Are Prosecutors Free from Blame in Roh's Death?

      May 25, 2009 12:44

      Delays in the bribery investigation by prosecutors and their decisions are blamed for playing a role in former president Roh Moo-hyun's suicide. Prosecutors began their investigation on April 7 with the arrest of Chung Sang-moon, the former presidential secretary for general affairs. They stalled for time, sending a list of questions to Roh, and it was not until April 30, 23 days later, that they finally summoned Roh for questioning. After prosecutors questioned Roh and until he committed suicide, 23 days had passed while no decision was made on whether or not to arrest him. From Roh's point of view, almost 50 days passed while his nerves were on edge over the direction of the investigation and how he would be handled by law enforcement officials as the probe deepened. This must have put tremendous psychological pressure on him.

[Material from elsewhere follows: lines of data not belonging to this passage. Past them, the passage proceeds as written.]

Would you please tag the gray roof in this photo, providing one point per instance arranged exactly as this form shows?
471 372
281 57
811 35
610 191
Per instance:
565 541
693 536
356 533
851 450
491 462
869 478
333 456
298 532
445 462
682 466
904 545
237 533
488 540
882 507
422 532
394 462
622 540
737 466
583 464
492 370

      The rights of defendants can be harmed by delaying stressful investigations. Prosecutors say they briefed the prosecutor general on May 4. But they had not even decided on whether to seek an arrest warrant. If Roh had been indicted without arrest, he would have been able to focus on his court battle, and if a decision had been made early on to arrest him, then he president would have at least been prevented from acting impulsively. Prosecutors say they need time to verify the charges, but they seem to have worried about public consensus rather than focusing on principles.

      And as the investigation got delayed, more charges were constantly leaked, including suspicions over the funding of the purchase of a lavish apartment in New York by Roh's daughter and the receipt of wristwatches costing W200 million (US$1=W1,247) by Roh and his wife. Such information harms the pride and dignity of the defendant.

      Prosecutors must feel humiliated when they are accused of failing to do their jobs properly each time a presidential bribery scandal surfaces after a leader's tenure has ended. We cannot therefore simply blame them for being overly zealous. But they must look back and make sure nothing was done excessively or there was anything they should have done differently. That review should not be limited to the investigation involving Roh but touch on the rights of tens of thousands of defendants who are investigated each year.